Harus diakui bahwa tidak semua orang yang mengaku beragama, bahkan orang yang dengan lantang mengucapkan “Aku bersaksi tidak ada Tuhan selain Allah” (أَشْهَدُ أَنْ لَا إِلَهَ إِلَّا اللهُ) tidak pernah sekali-dua kali didera keraguan akan imannya. Atau, setidaknya membutuhkan pengokohan akan keimanannya terhadap Allah.

Apakah Allah tersinggung? Tidak sama sekali. Allah itu fair banget.
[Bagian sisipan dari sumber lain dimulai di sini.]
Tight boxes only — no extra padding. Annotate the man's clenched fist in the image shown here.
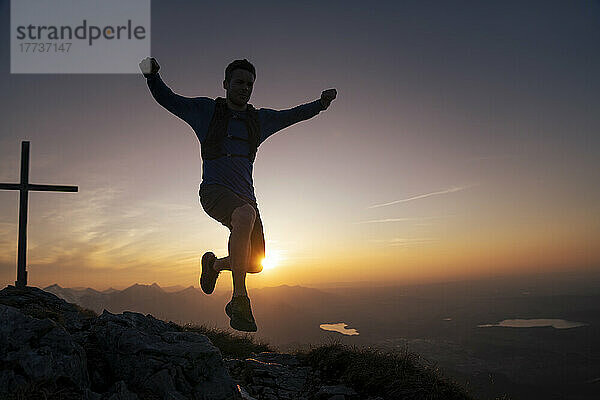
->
[140,57,160,77]
[321,89,337,110]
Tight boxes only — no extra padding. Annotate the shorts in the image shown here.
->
[198,184,265,264]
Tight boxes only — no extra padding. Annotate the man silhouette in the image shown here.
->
[140,57,337,332]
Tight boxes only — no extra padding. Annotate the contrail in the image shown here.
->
[367,185,475,208]
[353,214,454,225]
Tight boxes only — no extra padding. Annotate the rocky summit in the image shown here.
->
[0,286,372,400]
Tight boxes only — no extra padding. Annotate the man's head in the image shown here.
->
[223,58,256,107]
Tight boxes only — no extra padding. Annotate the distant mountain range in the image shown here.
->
[44,283,343,348]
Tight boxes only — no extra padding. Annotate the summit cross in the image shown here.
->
[0,140,78,288]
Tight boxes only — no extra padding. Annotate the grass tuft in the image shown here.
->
[180,323,275,358]
[296,341,473,400]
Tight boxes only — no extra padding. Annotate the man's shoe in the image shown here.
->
[225,296,258,332]
[200,251,221,294]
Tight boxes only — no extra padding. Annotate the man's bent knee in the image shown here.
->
[231,204,256,228]
[246,258,263,274]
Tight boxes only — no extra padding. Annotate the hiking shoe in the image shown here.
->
[200,251,221,294]
[225,296,257,332]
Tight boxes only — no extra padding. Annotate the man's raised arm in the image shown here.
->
[260,89,337,142]
[140,57,195,125]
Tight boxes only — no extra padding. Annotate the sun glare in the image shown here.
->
[262,251,281,270]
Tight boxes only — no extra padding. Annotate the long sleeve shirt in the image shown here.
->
[147,73,323,202]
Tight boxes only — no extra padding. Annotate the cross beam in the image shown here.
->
[0,140,78,288]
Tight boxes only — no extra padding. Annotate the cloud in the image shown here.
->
[368,237,439,247]
[367,185,476,208]
[354,215,453,224]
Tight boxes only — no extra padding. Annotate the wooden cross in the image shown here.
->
[0,141,78,288]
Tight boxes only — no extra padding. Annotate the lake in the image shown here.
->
[319,322,358,336]
[477,319,588,329]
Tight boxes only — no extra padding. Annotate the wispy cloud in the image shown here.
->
[367,185,476,208]
[353,215,454,225]
[369,237,439,247]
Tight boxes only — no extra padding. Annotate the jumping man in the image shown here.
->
[140,58,337,332]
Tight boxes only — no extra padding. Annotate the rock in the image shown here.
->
[0,286,240,400]
[102,381,139,400]
[0,304,90,394]
[315,385,358,400]
[226,352,312,400]
[90,310,236,400]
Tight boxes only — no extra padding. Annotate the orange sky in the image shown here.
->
[0,2,600,289]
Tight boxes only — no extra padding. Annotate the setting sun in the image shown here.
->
[261,251,281,270]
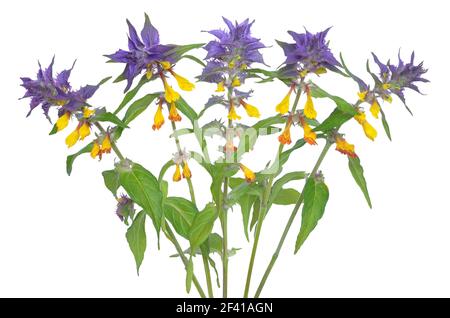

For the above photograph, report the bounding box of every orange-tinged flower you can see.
[91,140,102,159]
[66,127,80,148]
[169,69,195,91]
[56,112,70,131]
[152,102,164,130]
[370,99,381,119]
[303,86,317,119]
[228,104,242,120]
[101,134,111,153]
[335,136,358,158]
[79,121,91,140]
[278,119,292,145]
[172,164,181,182]
[183,161,192,179]
[169,102,181,121]
[239,163,256,183]
[239,99,261,118]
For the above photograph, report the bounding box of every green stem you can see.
[164,223,206,298]
[95,122,125,161]
[172,121,214,298]
[255,141,332,298]
[244,81,303,298]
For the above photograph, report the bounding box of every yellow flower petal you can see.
[169,103,181,121]
[228,105,242,120]
[370,99,381,118]
[172,72,195,91]
[303,89,317,119]
[91,141,100,159]
[183,161,192,179]
[66,127,80,148]
[79,121,91,140]
[216,81,225,93]
[56,112,70,131]
[172,164,181,182]
[152,104,164,130]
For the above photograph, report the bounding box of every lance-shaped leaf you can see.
[189,203,217,251]
[163,197,199,239]
[348,157,372,208]
[116,162,163,235]
[102,169,120,197]
[295,178,329,253]
[66,142,93,176]
[125,211,147,275]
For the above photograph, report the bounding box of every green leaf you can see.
[122,93,160,125]
[113,75,157,115]
[163,197,199,239]
[189,203,217,251]
[66,142,93,176]
[125,211,147,275]
[268,171,306,208]
[116,163,163,235]
[273,188,300,205]
[181,54,206,67]
[348,157,372,208]
[93,112,127,128]
[175,97,198,123]
[295,178,329,253]
[186,256,194,294]
[380,109,392,141]
[310,83,357,116]
[102,169,120,197]
[313,108,353,132]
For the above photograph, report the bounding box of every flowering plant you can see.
[22,15,427,297]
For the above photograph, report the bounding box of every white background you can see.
[0,0,450,297]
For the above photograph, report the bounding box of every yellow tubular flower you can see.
[91,140,100,159]
[170,71,195,91]
[278,120,292,145]
[183,161,192,179]
[160,61,172,71]
[231,76,241,87]
[239,163,256,183]
[358,91,367,102]
[275,86,293,115]
[228,104,242,120]
[56,112,70,131]
[152,103,164,130]
[172,164,181,182]
[66,127,80,148]
[79,121,91,140]
[335,137,358,158]
[240,99,261,118]
[370,99,381,119]
[169,102,181,121]
[163,78,180,103]
[216,81,225,93]
[303,88,317,119]
[362,120,378,141]
[83,106,95,118]
[102,134,111,153]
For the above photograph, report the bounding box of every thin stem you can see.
[172,121,214,298]
[94,122,125,161]
[255,141,331,298]
[164,223,206,298]
[244,80,303,298]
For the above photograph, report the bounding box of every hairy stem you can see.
[244,81,303,298]
[255,141,331,298]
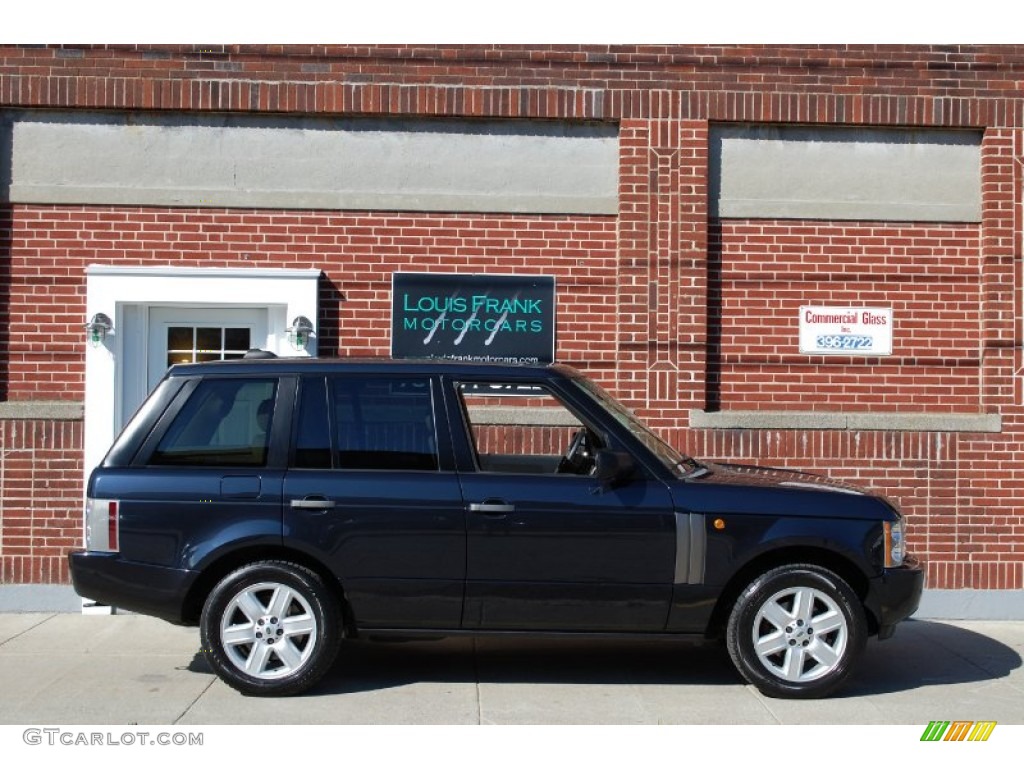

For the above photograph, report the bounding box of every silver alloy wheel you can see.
[220,582,317,680]
[752,586,850,683]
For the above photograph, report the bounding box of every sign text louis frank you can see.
[800,306,893,356]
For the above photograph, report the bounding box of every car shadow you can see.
[187,621,1022,698]
[838,620,1022,697]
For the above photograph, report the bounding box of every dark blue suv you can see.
[70,359,923,697]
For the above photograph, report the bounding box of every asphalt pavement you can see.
[0,613,1024,726]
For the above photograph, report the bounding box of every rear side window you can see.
[293,376,438,471]
[150,379,278,467]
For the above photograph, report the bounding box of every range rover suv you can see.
[70,358,924,697]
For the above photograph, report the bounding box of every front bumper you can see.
[68,551,198,624]
[864,557,925,640]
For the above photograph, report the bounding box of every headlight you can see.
[882,518,906,568]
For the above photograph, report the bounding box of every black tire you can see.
[200,561,343,696]
[726,564,867,698]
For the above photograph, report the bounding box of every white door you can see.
[146,306,267,391]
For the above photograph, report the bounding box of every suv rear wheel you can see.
[726,564,867,698]
[200,561,342,696]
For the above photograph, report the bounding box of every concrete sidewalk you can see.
[0,613,1024,725]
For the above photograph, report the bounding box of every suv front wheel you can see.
[200,561,342,696]
[726,564,867,698]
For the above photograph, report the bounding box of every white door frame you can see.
[84,264,321,478]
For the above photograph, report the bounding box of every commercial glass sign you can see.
[391,272,555,364]
[800,306,893,356]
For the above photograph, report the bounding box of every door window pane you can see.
[331,377,438,470]
[459,382,600,474]
[167,326,252,367]
[150,379,276,467]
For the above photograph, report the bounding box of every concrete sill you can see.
[0,400,85,421]
[690,409,1002,432]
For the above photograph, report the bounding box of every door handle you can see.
[292,496,337,509]
[469,502,515,515]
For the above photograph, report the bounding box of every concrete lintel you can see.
[690,409,1002,432]
[0,400,85,421]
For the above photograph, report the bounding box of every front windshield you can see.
[572,377,702,476]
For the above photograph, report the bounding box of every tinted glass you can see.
[330,377,438,470]
[459,382,600,474]
[292,378,331,469]
[150,379,276,467]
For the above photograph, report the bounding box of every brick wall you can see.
[0,420,83,584]
[0,46,1024,589]
[708,220,982,413]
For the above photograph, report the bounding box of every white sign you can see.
[800,306,893,356]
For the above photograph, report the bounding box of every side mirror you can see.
[594,450,636,487]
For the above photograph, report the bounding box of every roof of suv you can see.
[167,357,578,378]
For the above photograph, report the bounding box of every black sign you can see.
[391,272,555,364]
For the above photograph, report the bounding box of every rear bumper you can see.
[864,558,925,640]
[68,551,198,624]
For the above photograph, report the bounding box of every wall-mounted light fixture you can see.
[85,312,114,347]
[287,314,313,350]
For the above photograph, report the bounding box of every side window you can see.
[150,379,278,467]
[329,376,438,471]
[291,376,331,469]
[459,382,601,475]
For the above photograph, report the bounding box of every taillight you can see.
[883,518,906,568]
[85,499,120,552]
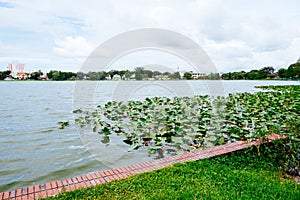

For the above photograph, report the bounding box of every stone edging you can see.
[0,134,286,200]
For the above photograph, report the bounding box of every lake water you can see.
[0,81,300,192]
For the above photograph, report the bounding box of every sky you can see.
[0,0,300,72]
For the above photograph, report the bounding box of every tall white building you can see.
[7,62,25,77]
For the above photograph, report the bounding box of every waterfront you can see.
[0,81,300,191]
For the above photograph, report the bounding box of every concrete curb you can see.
[0,134,286,200]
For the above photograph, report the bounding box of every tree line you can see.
[0,61,300,81]
[221,62,300,80]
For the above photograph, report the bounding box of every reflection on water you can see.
[0,81,299,192]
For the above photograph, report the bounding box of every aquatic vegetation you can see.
[74,86,300,157]
[74,85,300,174]
[57,121,70,129]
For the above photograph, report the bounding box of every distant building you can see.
[191,72,206,79]
[113,74,121,80]
[14,72,29,80]
[7,62,25,78]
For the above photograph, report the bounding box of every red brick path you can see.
[0,134,284,200]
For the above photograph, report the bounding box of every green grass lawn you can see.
[44,149,300,200]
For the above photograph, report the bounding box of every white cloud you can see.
[53,36,94,57]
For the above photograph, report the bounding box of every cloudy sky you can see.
[0,0,300,72]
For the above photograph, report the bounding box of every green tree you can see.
[286,63,300,78]
[0,70,11,80]
[135,67,144,80]
[169,72,181,80]
[29,70,43,80]
[125,70,132,79]
[183,72,192,80]
[261,66,275,76]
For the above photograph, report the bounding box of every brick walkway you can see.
[0,134,284,200]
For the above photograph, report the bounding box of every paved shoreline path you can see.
[0,134,285,200]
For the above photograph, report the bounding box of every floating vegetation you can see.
[57,121,70,129]
[73,85,300,160]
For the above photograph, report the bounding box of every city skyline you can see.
[0,0,300,72]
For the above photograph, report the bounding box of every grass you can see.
[43,148,300,200]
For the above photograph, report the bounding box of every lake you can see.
[0,80,300,192]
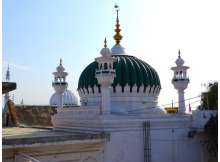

Sebagaimana bisa dilihat dalam kisah dialog Nabi Ibrahim dengan Allah.

وَاِذْ قَالَ اِبْرٰهٖمُ رَبِّ اَرِنِيْ كَيْفَ تُحْيِ الْمَوْتٰىۗ قَالَ اَوَلَمْ تُؤْمِنْۗ قَالَ بَلٰى وَلٰكِنْ لِّيَطْمَىِٕنَّ قَلْبِيْۗ

Artinya: "Dan ketika Ibrahim berkata, “Ya Tuhanku, perlihatkanlah kepadaku bagaimana Engkau menghidupkan yang sudah mati.” Allah bertanya, “Belum percayakah engkau?” Ibrahim menjawab, “Aku percaya, tetapi agar hatiku tenang.” (al-Baqarah:260)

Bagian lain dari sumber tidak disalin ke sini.